Scènes

David Sanchez au New Morning

le ténor portoricain était de passage à Paris.


David Sanchez Quintet. Paris. Le New Morning. Samedi 17 novembre 2001.

David Sanchez (ts), Miguel Zenon (as), Hans Glawischnig (b), Antonio Sanchez (d), Pernell Saturnino (perc).

Salle comble, attentive. Une rythmique qui propulse le son comme une vague à Hawaï. Et deux surfeurs de haute volée : Miguel Zenon qui la prend par la bande, s’y love, s’y faufile et David Sanchez qui l’attaque de front, la chevauche, la domine. Leur attitude sur scène révèle leur jeu. Miguel Zenon se déhanche, joue en zigzag, bifurque. Il volète tel Zénon l’ailé. David Sanchez joue torse droit, à bloc comme une icône de Saint John Coltrane. A part cette apparence, David Sanchez a manifestement été très marqué par Sonny Rollins. Il se l’est injecté en intraveineuse, irai-je même jusqu’à dire. Mais je n’y vois aucun mal.

Le groupe entama par le morceau le plus rapide du concert, « The power of the word », défi relevé qui marqua leurs intentions. Le groupe était à Paris pour défendre son nouvel album, « Travesia », sans piano. Ca allait chauffer et ça chauffa.

La ballade qui suivit me rassura.Ces jeunes gens ont du vécu et savent nous raconter des histoires. Mais là, seul Sanchez jouait. C’est lui seul le patron du navire, par temps calme ou par tempête.
« La Maquina » en quintette renouvela cette impression de puissance, de virilité dégagée par le groupe avec deux tempéraments plus féminins, le contrebassiste et l’altiste. « Carola’s changes » fut le premier morceau de David Sanchez joué ce soir-là. Cette femme doit avoir un caractère proche de celui de la cousine Mary vu l’aspect tumultueux de cette oeuvre.
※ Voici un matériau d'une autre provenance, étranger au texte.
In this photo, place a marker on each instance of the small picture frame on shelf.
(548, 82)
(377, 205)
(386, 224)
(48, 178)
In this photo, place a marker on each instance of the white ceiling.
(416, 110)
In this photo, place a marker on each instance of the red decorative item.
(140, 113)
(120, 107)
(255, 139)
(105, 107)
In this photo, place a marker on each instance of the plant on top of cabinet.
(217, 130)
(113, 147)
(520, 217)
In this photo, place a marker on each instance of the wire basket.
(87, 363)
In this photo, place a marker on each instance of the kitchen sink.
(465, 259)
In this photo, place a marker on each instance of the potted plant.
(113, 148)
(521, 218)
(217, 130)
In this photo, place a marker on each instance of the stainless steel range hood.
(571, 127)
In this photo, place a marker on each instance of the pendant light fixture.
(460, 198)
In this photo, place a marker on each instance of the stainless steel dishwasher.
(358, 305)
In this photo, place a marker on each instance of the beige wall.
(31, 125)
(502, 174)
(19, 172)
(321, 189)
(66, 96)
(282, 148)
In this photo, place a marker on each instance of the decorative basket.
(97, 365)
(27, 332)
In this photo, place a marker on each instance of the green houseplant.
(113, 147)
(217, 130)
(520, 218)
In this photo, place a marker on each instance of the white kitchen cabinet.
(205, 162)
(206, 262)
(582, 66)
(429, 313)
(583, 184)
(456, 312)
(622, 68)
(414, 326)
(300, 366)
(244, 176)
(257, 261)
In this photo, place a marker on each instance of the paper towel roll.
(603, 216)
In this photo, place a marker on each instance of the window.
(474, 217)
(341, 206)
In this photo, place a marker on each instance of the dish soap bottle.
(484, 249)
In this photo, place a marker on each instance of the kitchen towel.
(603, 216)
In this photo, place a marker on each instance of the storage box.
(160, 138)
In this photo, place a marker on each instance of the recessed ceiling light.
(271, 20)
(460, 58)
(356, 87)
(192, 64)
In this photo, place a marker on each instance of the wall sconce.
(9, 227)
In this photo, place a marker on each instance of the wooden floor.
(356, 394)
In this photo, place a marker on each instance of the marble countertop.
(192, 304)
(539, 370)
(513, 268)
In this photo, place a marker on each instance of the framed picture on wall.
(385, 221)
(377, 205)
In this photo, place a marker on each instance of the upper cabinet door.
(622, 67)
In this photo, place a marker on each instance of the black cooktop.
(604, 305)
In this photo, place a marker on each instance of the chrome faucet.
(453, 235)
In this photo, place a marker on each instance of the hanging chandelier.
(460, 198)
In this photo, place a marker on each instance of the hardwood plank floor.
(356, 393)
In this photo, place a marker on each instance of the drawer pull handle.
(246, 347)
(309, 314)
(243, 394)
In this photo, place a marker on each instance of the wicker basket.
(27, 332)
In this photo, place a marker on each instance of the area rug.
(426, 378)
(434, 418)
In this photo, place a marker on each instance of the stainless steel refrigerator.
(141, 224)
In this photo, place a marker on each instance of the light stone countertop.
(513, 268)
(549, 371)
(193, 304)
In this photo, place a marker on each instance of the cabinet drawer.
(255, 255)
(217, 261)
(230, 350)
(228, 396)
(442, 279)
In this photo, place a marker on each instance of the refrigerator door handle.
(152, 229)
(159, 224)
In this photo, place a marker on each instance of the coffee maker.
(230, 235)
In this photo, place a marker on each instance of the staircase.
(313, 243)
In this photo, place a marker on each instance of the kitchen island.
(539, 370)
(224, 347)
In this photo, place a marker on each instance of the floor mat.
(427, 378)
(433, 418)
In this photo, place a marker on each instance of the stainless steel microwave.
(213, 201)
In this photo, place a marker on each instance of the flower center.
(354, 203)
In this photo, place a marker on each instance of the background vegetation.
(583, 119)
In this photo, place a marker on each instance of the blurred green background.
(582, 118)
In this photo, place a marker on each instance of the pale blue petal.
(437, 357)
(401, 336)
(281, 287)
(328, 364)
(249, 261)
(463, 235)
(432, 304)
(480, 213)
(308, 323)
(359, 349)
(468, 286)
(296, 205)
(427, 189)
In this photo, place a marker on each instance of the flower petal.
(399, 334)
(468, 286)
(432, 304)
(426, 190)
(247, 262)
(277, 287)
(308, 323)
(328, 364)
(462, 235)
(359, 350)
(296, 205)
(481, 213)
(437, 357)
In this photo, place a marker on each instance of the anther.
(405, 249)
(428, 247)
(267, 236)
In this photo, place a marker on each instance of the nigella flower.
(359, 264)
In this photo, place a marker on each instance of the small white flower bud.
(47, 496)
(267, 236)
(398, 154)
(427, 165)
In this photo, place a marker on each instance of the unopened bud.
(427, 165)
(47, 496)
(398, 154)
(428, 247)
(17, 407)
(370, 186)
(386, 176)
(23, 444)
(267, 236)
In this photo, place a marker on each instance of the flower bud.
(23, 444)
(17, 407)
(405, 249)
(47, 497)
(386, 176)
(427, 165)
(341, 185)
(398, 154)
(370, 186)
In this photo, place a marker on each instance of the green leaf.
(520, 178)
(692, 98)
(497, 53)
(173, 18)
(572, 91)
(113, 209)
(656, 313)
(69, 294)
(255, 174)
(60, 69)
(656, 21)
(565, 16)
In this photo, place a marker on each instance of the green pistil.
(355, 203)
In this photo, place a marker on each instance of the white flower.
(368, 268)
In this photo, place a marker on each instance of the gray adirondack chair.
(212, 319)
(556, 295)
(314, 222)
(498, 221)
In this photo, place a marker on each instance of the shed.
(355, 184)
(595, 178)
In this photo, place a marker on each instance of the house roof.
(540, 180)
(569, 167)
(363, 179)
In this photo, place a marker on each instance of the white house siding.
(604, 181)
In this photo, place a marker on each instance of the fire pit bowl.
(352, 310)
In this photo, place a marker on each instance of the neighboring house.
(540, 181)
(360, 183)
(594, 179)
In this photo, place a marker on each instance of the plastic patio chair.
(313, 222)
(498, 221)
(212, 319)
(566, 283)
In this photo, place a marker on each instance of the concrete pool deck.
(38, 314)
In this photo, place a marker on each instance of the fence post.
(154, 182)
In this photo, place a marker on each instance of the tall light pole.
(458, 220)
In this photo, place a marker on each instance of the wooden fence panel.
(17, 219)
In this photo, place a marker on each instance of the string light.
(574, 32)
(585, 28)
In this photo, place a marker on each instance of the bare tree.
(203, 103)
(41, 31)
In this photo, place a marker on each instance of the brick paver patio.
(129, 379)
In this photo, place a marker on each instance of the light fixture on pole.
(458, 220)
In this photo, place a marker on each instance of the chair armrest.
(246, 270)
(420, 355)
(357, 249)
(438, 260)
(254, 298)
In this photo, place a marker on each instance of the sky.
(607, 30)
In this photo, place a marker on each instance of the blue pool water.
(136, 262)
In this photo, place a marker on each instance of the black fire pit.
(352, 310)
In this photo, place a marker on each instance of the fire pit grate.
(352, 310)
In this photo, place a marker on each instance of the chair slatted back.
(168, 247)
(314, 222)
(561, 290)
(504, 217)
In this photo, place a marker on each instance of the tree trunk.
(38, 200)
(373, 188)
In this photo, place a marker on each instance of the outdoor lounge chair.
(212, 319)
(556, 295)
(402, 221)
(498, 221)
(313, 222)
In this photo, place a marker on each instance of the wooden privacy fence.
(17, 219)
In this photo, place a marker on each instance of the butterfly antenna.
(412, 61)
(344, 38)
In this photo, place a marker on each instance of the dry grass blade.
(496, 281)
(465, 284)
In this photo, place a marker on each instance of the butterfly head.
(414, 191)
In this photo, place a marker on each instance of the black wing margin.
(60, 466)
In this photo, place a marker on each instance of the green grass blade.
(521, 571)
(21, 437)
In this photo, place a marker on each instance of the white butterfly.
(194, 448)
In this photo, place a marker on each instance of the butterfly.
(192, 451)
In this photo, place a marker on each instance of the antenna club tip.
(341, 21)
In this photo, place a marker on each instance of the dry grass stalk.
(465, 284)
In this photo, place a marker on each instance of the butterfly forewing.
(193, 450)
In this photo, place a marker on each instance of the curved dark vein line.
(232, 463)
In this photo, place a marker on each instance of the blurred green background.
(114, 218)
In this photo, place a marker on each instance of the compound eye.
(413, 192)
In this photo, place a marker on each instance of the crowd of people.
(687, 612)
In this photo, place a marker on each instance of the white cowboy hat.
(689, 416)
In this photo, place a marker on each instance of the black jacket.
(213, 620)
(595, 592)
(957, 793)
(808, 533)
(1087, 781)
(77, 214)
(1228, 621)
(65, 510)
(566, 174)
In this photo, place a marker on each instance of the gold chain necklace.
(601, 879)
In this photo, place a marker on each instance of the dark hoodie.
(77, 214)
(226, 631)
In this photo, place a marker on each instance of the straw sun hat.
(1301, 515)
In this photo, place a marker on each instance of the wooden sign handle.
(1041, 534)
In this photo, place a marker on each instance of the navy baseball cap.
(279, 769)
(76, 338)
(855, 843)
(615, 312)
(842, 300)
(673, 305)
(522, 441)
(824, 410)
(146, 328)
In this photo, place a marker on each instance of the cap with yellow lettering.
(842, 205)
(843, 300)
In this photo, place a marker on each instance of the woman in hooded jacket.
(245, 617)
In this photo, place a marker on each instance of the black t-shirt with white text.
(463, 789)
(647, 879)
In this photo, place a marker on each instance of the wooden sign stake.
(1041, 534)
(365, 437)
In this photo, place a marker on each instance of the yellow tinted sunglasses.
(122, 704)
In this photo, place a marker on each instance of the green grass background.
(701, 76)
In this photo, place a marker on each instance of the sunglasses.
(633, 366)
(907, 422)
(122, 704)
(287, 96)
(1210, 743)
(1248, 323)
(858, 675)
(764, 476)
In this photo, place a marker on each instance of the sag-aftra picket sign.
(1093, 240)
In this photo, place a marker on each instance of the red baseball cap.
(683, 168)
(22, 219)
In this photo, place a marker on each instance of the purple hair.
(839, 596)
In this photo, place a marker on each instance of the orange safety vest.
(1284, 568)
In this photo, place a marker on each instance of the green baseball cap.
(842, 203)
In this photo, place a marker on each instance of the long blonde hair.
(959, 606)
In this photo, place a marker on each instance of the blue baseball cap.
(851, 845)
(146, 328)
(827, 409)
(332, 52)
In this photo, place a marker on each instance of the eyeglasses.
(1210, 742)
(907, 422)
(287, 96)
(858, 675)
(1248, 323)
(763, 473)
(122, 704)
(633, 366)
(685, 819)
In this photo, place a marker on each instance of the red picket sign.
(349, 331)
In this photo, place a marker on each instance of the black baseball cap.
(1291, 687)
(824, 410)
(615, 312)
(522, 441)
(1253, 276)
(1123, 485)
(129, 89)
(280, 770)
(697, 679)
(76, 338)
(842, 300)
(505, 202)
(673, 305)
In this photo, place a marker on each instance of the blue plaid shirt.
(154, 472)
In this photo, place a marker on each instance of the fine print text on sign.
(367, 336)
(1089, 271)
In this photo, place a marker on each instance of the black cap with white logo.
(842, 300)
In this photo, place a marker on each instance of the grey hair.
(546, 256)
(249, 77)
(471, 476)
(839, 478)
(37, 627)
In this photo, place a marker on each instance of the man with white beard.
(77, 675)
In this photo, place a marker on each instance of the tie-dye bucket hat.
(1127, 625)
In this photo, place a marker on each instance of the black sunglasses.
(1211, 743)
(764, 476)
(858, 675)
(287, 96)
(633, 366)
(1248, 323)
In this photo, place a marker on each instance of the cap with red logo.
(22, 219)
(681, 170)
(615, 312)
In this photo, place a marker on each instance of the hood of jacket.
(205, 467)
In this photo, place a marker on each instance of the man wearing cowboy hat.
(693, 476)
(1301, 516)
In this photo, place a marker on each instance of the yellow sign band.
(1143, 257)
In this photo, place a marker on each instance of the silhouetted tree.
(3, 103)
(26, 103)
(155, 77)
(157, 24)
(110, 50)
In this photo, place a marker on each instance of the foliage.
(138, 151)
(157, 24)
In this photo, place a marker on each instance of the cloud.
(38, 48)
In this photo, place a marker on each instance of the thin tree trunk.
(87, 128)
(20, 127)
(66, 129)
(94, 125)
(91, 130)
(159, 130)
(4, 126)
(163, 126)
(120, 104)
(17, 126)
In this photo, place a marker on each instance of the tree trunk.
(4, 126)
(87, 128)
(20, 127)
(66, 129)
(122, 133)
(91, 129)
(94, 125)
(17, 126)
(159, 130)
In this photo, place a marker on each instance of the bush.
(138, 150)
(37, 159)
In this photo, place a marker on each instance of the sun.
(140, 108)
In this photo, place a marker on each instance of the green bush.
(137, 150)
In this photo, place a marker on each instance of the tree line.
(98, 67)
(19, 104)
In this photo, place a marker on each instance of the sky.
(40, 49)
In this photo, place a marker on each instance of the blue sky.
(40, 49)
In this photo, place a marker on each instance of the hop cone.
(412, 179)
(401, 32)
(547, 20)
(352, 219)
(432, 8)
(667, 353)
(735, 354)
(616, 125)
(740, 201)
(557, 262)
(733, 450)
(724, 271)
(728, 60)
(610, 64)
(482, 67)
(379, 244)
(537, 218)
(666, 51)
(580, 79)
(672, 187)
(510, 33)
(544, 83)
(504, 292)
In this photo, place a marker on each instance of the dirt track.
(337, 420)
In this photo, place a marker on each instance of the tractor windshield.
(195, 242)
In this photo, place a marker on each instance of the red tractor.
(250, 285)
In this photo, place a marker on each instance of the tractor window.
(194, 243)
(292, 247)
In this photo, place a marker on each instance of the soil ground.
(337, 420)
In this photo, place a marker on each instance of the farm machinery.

Après la pause, un morceau du meilleur groupe de Miles Davis, celui qu’il tint avec Wayne Shorter, Herbie Hancock, Ron Carter et Tony Williams de 1964 à 1967. Ne serait ce point « Footprints » ? Cette musique, 35 ans après, reste d’une immarcescible beauté, d’une inépuisable richesse pour les interprètes, s’ils sont capables de s’élever à sa hauteur. Ceux là, assurément, le sont.

La pièce suivante nous valut un beau duo de saxophones où David Sanchez, tout en dominant les débats, laissa son altiste s’exprimer librement, dans un registre fort différent du sien, ouverture d’esprit toujours appréciable chez un leader.

Alors vint une ballade crépusculaire, sans alto, hantée par le dialogue entre la contrebasse jouée à l’archet et le saxophone ténor, dont on a souvent dit, surtout pour Sonny Rollins, qu’il sonne comme un violoncelle. Ces musiciens savent ce qu’il faut jouer. Pas de fioritures inutiles comme James Carter, par exemple. Pour nous réveiller, après ce voyage vers le pays où l’on n’arrive jamais, une course poursuite dans les rues de New York City jouée par le quintette. Je n’avais pas entendu quelque chose de ce genre depuis la rencontre de Hal Singer avec Steve Potts sur la scène des 7 Lézards. C’est tout bon. Le percussionniste concluait dans un beau solo muy caliente lorsque nous dûmes partir, autour de minuit, pour ne pas rater le train de banlieue.